A working section of the bridge sits on the floor of the white room–eight-foot-wide planks of plywood that are fastened to shipping drums for buoyancy, with railings on either side to provide a much more stable, sea-worthy design than her initial visions.
Taped to the walls are photos of two Citizen Bridge test runs in the New York harbor, in which some life vest-clad people appear to be walking very carefully on a floating dock. Above her desk is a map of the New York harbor, and on a shelf beside it, Nowacek is compiling a stack of correspondence to date. She’s printed out every email exchange about Citizen Bridge, and has tied them together with rope. It’s now three reams high.
“When I started this project,” she said, “I thought I could do it in the first six months of the residency. I think after maybe the first five weeks, I realized that I would be lucky if I could complete it in the course of two or three years. Now I’ll be lucky if I can complete it in another two to three years but the longer I do it, the more possible it seems so it’s worth the commitment.”
Nowacek estimates that the price tag for Citizen Bridge will total roughly one million dollars, to cover not just the construction but also, “safety boats and dive rescue experts and loading cranes. All the things that are actually going to be necessary not only to get the structure in the water but to keep it stable and make it safe and make it a really lifelong, memorable experience for people.”
If that seems like a lot, it’s worth considering that Olaf Eliasson’s “The Waterfalls” cost over $15 million, “The Gates” $21 million, and the Floating + Pool recently ran a Kickstarter to make a dent in the $100,000 needed to test its filtration system.
Of course, Citizen Bridge will only be open for one day, which Nowacek roughly predicts will be broken down into three parts—eight hours to set up, eight hours to walk across, eight hours to break down. She has no intention of compromising a major shipping thoroughfare, and recognizes that closing the channel just one day will impact the flow of barges, Water Taxis and cruise ships that use it.
If the city deems it a success, Citizen Bridge could be installed annually, on City of Water Day perhaps, or perhaps it will just exist as that day when some lucky New Yorkers got to walk across a stretch of the New York Harbor you can only cross by boat. “There will be some ceremony to it,” muses Nowacek, thinking about that moment.
Beyond the sheer experience of walking across Citizen Bridge, Nowacek points to the innovative ideas that could follow in its wake.

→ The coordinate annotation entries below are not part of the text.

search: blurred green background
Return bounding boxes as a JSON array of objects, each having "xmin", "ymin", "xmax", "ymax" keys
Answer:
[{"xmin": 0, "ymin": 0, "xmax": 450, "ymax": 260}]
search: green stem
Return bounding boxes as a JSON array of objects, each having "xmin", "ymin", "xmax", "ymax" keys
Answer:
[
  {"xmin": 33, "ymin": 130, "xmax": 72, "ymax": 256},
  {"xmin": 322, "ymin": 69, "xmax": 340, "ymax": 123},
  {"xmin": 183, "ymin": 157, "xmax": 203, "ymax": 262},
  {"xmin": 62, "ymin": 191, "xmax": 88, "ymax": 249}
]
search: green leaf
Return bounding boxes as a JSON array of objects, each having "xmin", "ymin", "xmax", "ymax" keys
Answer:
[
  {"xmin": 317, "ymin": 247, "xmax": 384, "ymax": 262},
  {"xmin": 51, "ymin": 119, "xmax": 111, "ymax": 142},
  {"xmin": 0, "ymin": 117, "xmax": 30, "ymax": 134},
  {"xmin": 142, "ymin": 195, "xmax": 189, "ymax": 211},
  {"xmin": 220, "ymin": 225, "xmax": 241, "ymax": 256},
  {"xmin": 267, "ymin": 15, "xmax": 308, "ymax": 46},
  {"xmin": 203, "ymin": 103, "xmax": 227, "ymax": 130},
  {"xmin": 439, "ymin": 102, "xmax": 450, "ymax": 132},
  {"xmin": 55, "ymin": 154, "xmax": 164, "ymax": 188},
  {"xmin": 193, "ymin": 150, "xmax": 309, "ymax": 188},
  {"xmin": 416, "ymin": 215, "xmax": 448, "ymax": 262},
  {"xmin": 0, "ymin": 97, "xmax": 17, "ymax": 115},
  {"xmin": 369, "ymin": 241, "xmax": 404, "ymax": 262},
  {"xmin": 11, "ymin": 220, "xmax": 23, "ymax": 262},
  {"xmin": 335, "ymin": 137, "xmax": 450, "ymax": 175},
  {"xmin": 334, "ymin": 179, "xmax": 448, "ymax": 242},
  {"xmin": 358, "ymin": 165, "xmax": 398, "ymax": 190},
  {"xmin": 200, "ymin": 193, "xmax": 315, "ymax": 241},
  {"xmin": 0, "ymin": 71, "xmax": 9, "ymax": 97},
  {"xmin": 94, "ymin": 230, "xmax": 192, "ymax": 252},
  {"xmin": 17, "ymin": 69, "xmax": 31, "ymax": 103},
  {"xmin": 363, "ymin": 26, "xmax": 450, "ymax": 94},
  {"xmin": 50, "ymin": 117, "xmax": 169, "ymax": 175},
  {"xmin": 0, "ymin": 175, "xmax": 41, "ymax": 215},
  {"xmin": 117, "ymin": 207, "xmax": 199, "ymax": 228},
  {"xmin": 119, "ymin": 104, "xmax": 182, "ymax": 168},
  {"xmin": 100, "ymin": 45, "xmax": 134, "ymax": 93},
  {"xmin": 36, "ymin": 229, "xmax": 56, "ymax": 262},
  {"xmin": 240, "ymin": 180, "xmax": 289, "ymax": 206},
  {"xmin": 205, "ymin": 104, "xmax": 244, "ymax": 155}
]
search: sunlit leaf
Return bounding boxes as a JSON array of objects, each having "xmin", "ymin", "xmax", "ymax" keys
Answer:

“Water is a huge part of our collective global future, and I think putting resources to learning how to engineer all sorts of things on the water is really important. It’s clear that flood conditions and weather events are a foregone conclusion in the future of our city. I think art is a great framework to investigate these ideas because it’s not held to a bottom line, it’s not held to a kind of research outcome, but it does start to require thinking towards those other ends and it does catalyze people’s imaginations with wanting to be involved in those sorts of bigger projects.”
Earlier this week, she sent an email inviting volunteers to help build the latest prototype today, on Pier 101 in advance of City of Water Day tomorrow, where, along with cardboard kayak races and other events celebrating the waterways of the city, she’ll be demonstrating the latest design on Colonel’s Row. While the prototype in her studio features eight-foot-wide planks that would allow for two-way traffic, students at the Webb Institute suggested a four-foot-wide expanse instead. This would transform the experience into a one-way crossing, but could potentially make it easier to traverse.
“I think the magical thing about the project is that it seems utterly impossible yet completely possible,” said Nowacek. “It’s the tension of those two things that I think makes it really exciting.”